Afinal o que faz de Toronto uma cidade tão atraente?
Será a arquitetura, um misto de metrópole com quarteirões de torres de dezenas de pisos, de edifícios vitorianos bem integrados na nova cidade e de bairros residenciais tranquilos e que podiam estar em qualquer cidade norte-europeia?
Será a criatividade e inovação vibrantes que se intuem das conversas, pessoas, cultura, montras, publicidade, empresas, universidades, espaços…?
Será por ser a quarta maior cidade da América do Norte e conseguir não ser impessoal apesar da escala?
Serão as pessoas e o ambiente acolhedor e multicultural que – muito além da tolerância – apela verdadeiramente à diversidade?
Muito provavelmente, será tudo isto e várias outras características que não cabem neste texto nem se apreendem em 4 ou 5 dias.
Convidamos-vos a passarem connosco uns minutos – não em Toronto mas nos nossos dias por lá, e no que da lá trazemos. Bora?
Collision: America’s fastest growing tech conference
Quando dizemos que a Collision é a Web Summit do continente americano estamos a ser literais: os modelos são muito semelhantes, a dimensão é que (ainda) não. Esta primeira edição da Collision em Toronto teve 25,711 participantes de 125 países – mas a conferência ficará em Toronto por três anos e o espaço para crescer é enorme.

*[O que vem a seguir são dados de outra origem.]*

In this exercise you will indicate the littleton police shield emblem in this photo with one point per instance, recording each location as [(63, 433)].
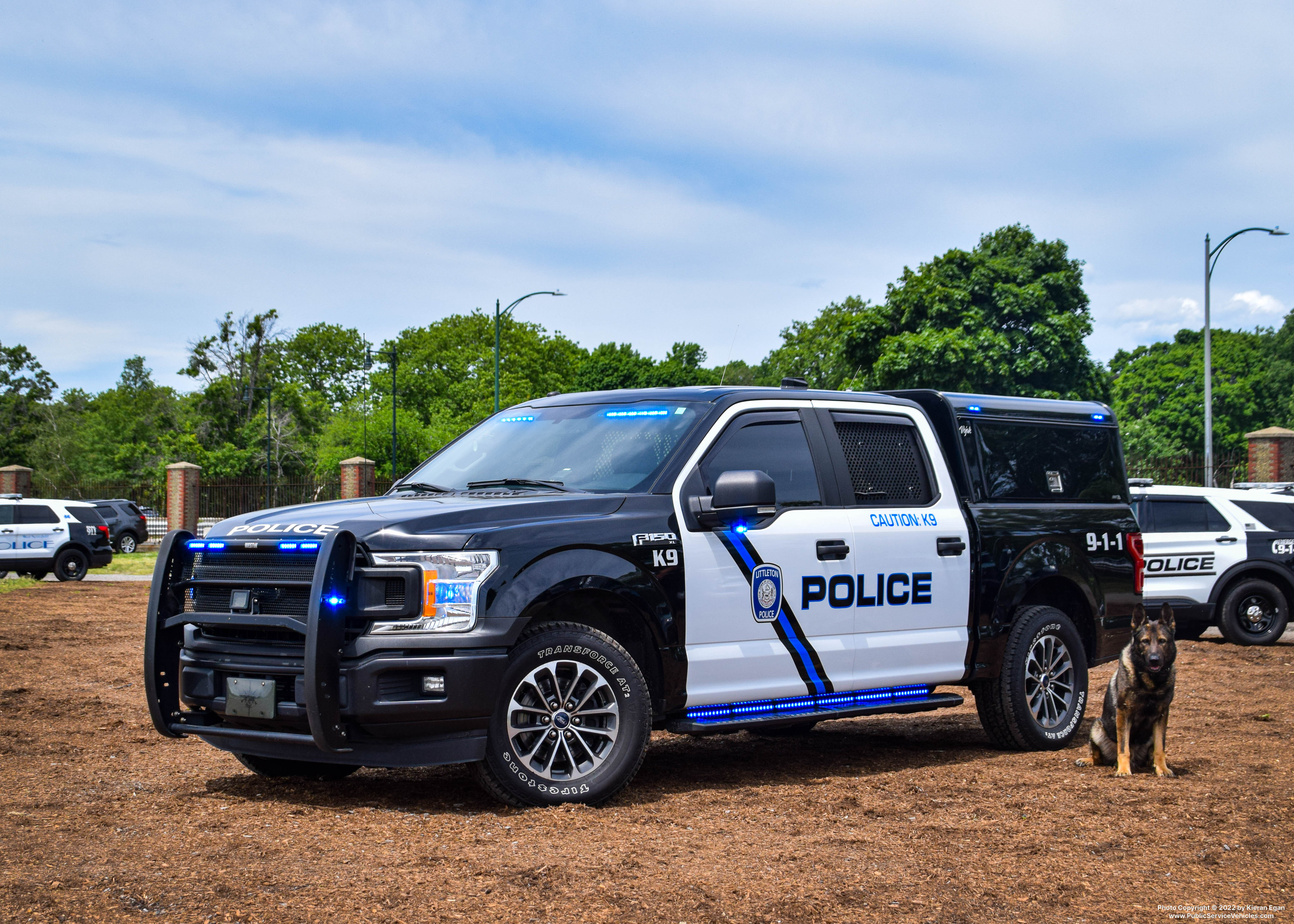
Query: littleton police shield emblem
[(767, 593)]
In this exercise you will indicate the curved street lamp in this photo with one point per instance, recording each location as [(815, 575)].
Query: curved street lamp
[(500, 316), (1210, 262)]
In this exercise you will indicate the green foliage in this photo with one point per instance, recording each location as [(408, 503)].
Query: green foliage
[(1164, 386), (24, 386)]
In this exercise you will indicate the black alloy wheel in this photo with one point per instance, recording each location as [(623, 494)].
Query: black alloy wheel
[(1038, 702), (72, 565), (1254, 613)]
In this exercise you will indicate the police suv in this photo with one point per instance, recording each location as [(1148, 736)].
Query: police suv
[(580, 570), (39, 536), (1219, 557)]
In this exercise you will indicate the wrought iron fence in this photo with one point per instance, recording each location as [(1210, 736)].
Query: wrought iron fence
[(1190, 470)]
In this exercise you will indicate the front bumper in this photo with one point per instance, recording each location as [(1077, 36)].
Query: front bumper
[(332, 703)]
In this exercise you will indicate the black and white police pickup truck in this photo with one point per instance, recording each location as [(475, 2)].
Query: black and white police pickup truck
[(41, 536), (580, 570), (1219, 557)]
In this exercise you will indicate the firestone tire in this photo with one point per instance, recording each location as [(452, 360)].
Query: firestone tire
[(72, 565), (277, 768), (1254, 613), (573, 724), (1038, 702)]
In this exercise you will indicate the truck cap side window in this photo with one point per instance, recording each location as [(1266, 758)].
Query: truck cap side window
[(1186, 517), (1271, 514), (1049, 462), (587, 447), (776, 444), (35, 513), (884, 459)]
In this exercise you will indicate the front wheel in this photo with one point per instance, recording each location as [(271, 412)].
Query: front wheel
[(279, 767), (575, 724), (1254, 613), (1038, 702), (72, 565)]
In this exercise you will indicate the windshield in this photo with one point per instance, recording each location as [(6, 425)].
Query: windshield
[(589, 447)]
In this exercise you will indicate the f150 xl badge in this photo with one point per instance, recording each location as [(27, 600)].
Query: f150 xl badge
[(767, 593)]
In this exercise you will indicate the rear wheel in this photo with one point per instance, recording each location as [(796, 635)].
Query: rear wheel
[(277, 767), (72, 565), (575, 724), (1254, 613), (1038, 702)]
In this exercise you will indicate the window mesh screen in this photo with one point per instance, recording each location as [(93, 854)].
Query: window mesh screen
[(886, 464)]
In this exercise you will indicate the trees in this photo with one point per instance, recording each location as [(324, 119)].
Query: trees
[(1161, 389), (24, 385)]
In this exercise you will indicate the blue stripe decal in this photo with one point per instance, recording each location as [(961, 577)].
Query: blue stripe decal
[(795, 640), (794, 706)]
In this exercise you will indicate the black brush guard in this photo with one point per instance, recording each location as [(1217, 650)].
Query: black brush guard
[(324, 629)]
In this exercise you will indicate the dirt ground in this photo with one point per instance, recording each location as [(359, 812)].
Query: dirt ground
[(882, 818)]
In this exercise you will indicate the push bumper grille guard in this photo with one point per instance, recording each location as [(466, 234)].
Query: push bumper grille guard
[(332, 601)]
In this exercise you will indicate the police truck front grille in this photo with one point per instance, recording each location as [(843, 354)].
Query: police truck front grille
[(886, 464)]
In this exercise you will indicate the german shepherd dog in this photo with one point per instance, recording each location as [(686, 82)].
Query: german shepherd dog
[(1132, 729)]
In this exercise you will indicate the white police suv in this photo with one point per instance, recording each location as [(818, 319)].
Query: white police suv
[(39, 536), (1219, 557)]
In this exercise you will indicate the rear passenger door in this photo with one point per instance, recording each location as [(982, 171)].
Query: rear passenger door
[(1188, 544), (912, 602)]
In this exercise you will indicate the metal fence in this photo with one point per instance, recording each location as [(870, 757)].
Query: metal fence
[(1190, 470)]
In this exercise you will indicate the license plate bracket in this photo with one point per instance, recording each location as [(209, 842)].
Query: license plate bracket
[(250, 697)]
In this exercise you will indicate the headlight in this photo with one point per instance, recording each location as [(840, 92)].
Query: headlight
[(449, 585)]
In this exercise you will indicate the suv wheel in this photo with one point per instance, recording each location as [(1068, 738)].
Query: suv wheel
[(277, 767), (1040, 699), (1254, 613), (72, 565), (575, 724)]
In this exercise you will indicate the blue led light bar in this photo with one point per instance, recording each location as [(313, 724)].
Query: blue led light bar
[(791, 706)]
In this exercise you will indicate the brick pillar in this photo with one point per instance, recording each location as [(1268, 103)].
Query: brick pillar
[(358, 478), (16, 479), (1271, 455), (182, 496)]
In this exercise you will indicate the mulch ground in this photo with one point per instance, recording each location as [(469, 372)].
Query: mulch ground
[(882, 818)]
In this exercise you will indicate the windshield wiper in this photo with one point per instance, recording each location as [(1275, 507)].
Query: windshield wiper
[(521, 483), (422, 486)]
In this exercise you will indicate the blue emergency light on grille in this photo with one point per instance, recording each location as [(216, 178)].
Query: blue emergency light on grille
[(790, 706)]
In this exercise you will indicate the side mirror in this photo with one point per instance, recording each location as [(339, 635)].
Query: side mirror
[(739, 496)]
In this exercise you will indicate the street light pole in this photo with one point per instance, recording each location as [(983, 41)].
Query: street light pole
[(499, 317), (1210, 262)]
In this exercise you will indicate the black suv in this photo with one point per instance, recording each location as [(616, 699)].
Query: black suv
[(129, 527)]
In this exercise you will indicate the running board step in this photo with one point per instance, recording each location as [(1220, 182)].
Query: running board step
[(781, 712)]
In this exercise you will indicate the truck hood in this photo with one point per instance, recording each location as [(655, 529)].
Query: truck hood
[(400, 523)]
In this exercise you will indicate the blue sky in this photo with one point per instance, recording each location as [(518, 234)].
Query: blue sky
[(703, 170)]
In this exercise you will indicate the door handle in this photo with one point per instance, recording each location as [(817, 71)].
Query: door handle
[(833, 550), (950, 545)]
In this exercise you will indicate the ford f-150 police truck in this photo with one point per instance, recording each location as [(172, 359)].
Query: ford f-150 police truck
[(580, 570)]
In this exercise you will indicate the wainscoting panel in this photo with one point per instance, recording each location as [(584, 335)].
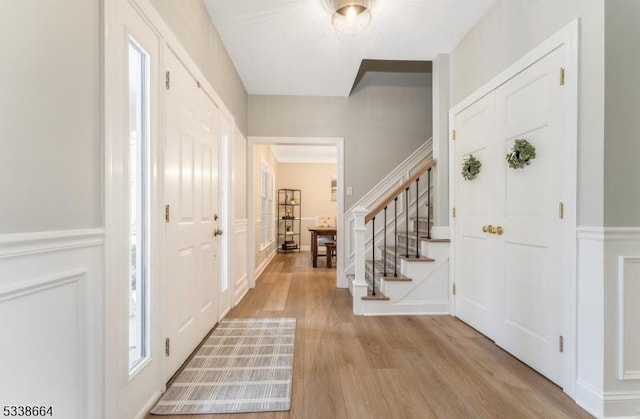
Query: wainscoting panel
[(628, 318), (51, 316)]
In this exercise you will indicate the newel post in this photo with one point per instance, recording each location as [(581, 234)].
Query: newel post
[(359, 283)]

Tal como a Web Summit, a Collision é já muito mais do que um conjunto de talks e debates. É também um ponto de encontro e networking de quem trabalha nestas áreas, de startups e outras empresas, de quem investe e decide, de quem adquire – e um enorme showcase de muito do melhor que se faz pelo mundo inteiro em termos de inovação tecnológica.

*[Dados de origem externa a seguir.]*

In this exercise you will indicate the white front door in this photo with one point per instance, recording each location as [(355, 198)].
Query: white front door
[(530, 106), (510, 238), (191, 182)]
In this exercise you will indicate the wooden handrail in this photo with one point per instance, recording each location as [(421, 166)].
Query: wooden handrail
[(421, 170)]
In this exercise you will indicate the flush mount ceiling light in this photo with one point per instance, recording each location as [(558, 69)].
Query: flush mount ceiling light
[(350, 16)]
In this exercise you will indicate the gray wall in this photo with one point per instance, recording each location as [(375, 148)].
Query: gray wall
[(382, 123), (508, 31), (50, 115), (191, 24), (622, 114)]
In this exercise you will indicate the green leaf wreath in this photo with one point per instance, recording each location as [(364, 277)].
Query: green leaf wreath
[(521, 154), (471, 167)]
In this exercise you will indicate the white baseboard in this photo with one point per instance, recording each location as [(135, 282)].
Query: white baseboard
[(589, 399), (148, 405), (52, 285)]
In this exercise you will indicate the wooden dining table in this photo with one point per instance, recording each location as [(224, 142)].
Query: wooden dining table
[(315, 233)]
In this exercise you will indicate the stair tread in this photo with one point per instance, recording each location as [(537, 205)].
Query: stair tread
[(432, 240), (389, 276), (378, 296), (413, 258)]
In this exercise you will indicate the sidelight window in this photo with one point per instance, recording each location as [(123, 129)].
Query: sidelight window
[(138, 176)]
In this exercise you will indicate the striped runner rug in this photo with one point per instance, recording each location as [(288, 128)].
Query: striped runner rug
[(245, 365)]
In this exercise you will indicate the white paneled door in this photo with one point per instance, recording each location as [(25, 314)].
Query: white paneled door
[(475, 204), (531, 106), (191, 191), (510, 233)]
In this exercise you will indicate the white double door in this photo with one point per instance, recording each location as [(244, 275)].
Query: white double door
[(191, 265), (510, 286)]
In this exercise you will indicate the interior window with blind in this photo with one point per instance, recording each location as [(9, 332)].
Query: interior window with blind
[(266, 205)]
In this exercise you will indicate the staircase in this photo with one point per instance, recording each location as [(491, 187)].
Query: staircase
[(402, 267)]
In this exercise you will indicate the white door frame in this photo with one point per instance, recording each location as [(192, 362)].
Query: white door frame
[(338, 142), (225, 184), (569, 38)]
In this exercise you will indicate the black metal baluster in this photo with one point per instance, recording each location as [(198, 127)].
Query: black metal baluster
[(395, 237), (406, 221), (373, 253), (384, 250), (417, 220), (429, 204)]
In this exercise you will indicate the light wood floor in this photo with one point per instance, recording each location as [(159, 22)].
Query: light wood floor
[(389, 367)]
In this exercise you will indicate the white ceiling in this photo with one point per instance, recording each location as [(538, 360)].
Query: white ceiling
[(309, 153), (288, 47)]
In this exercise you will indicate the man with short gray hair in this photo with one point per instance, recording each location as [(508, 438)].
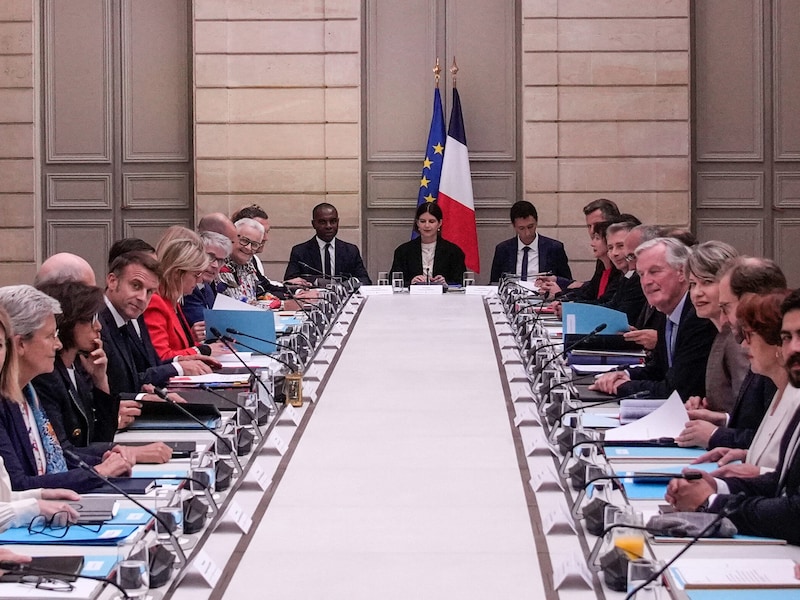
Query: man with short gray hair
[(684, 340)]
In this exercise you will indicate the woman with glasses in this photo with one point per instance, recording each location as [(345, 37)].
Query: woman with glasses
[(28, 444), (759, 332), (202, 297), (75, 395), (183, 261)]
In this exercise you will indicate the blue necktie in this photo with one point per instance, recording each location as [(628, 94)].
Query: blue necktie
[(670, 343), (524, 271)]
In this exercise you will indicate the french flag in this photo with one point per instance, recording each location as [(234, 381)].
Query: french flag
[(455, 190)]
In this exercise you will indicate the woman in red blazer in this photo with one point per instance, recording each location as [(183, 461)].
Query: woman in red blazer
[(183, 260)]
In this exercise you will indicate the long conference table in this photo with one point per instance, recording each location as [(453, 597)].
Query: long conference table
[(406, 482)]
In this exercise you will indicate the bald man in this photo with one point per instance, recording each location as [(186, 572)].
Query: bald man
[(63, 267), (218, 223)]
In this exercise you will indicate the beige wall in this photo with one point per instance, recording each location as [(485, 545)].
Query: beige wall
[(277, 89), (605, 112), (18, 239), (605, 109)]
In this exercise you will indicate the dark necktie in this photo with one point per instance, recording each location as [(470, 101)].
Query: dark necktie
[(328, 266), (524, 271)]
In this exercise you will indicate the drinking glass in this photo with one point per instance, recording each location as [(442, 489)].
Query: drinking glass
[(397, 281), (133, 569), (248, 401), (469, 278)]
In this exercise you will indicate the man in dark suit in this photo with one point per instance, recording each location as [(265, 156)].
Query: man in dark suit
[(771, 502), (684, 340), (539, 254), (325, 253), (132, 360)]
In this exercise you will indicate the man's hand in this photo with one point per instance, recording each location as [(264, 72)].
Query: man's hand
[(114, 465), (60, 494), (713, 455), (696, 433), (154, 453), (610, 382), (647, 338), (720, 419), (128, 411), (689, 495), (743, 470), (195, 366)]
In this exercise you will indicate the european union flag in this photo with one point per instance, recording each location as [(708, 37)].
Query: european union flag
[(434, 155)]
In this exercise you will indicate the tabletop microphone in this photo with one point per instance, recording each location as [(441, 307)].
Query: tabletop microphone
[(244, 409), (164, 395), (227, 341), (733, 505), (108, 481), (24, 569)]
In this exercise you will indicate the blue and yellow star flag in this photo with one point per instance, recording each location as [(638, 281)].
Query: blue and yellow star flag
[(434, 154)]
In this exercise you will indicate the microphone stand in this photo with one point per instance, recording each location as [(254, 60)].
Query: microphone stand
[(226, 340), (22, 568), (250, 415), (731, 507), (86, 467), (162, 393)]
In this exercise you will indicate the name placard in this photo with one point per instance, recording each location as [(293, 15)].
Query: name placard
[(426, 290)]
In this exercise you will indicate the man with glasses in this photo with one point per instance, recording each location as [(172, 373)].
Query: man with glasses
[(325, 255)]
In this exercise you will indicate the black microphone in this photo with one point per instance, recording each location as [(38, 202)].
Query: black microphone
[(264, 340), (226, 340), (244, 409), (641, 394), (163, 394), (24, 568), (107, 480), (732, 506)]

Justin Trudeau, primeiro-ministro canadiano cujo discurso abriu a Collision, reforçou a mensagem que o Canadá é um país onde todas as pessoas e todas as empresas são bem-vindas, sublinhando o papel de imigrantes e da diversidade na estratégia e sucesso da cidade. E orgulhou-se das comunidades mais resilientes, mais criativas e desenvolvidas devido às políticas de imigração, num momento da história mundial em que são muitos os países que escolhem fechar fronteiras ou apertar as políticas de imigração.

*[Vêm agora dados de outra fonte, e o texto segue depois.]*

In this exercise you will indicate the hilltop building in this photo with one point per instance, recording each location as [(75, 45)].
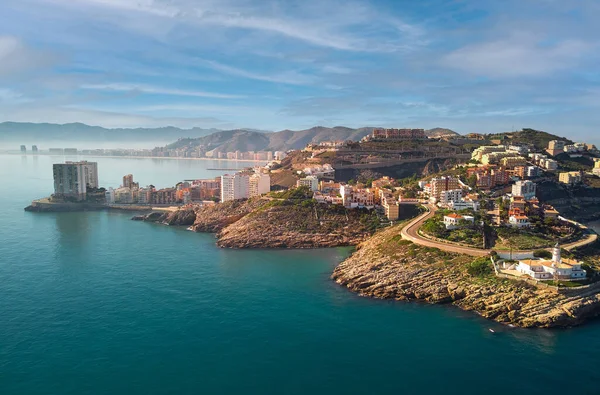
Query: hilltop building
[(543, 269), (556, 147), (524, 188), (71, 179), (570, 178)]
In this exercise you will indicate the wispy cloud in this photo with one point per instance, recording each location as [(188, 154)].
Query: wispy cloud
[(288, 77), (519, 55), (124, 87)]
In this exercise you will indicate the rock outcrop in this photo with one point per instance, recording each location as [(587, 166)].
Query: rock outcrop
[(294, 226), (388, 267)]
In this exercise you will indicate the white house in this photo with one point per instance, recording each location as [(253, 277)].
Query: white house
[(519, 221), (543, 269), (453, 221)]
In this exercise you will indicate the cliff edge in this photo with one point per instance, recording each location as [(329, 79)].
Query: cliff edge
[(387, 267)]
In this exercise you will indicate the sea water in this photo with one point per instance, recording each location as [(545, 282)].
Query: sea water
[(93, 303)]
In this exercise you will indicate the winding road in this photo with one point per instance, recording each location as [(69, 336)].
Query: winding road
[(411, 232)]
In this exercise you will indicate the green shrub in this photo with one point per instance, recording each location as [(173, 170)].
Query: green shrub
[(480, 267), (542, 254)]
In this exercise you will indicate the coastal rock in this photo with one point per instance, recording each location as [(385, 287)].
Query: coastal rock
[(294, 226), (385, 266)]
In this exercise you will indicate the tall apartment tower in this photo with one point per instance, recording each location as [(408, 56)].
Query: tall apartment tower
[(69, 180), (128, 181), (259, 184), (236, 186)]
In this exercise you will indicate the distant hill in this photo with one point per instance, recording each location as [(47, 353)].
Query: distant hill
[(31, 133), (440, 132), (245, 140), (537, 138)]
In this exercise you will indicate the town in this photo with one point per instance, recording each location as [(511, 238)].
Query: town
[(486, 203)]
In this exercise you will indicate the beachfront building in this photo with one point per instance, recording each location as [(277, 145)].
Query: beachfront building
[(524, 188), (259, 184), (353, 197), (234, 186), (312, 182), (455, 221), (453, 195), (442, 184), (518, 220), (570, 178), (543, 269), (556, 147), (71, 179)]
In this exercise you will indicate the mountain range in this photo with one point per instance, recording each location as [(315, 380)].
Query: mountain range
[(245, 140), (213, 139)]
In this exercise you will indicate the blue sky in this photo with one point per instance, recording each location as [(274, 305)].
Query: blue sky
[(473, 66)]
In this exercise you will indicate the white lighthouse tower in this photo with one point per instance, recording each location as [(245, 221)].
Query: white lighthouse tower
[(556, 254)]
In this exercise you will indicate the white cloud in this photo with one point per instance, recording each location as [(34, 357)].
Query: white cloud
[(124, 87), (519, 55), (289, 77), (17, 58)]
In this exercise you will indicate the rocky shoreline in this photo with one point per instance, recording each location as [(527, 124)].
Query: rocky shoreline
[(260, 223), (387, 267)]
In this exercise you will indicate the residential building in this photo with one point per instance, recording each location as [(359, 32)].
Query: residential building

Lisboa – e Portugal – estiveram bem representadas neste evento. Ao todo, fomos mais de cinco dezenas de pessoas a partir para a cidade canadiana com diferentes objetivos.
A Made of Lisboa e StartUp Portugal foram hosts do Web Summit in partnership with Lisboa |Portugal Lounge, ponto de encontro incontornável de quem participou na missão portuguesa; foram 13 as startups que tiveram acesso a um balcão para showcase durante todo o evento; e foram várias as instituições, empresas e incubadoras que nestes dias representaram a cidade e o país num dos eventos mais inovadores à escala mundial.
Se valeu a pena? Resultados concretos de parcerias e negócios virão a público (ou não!) com o tempo, mas não temos dúvidas que os contactos feitos nestes dias terão impacto.
Mas além das conferências e networking da Collision, houve tempo para visitas a equipamentos e instituições de excelência e até para a assinatura de um protocolo de colaboração entre Toronto e Lisboa.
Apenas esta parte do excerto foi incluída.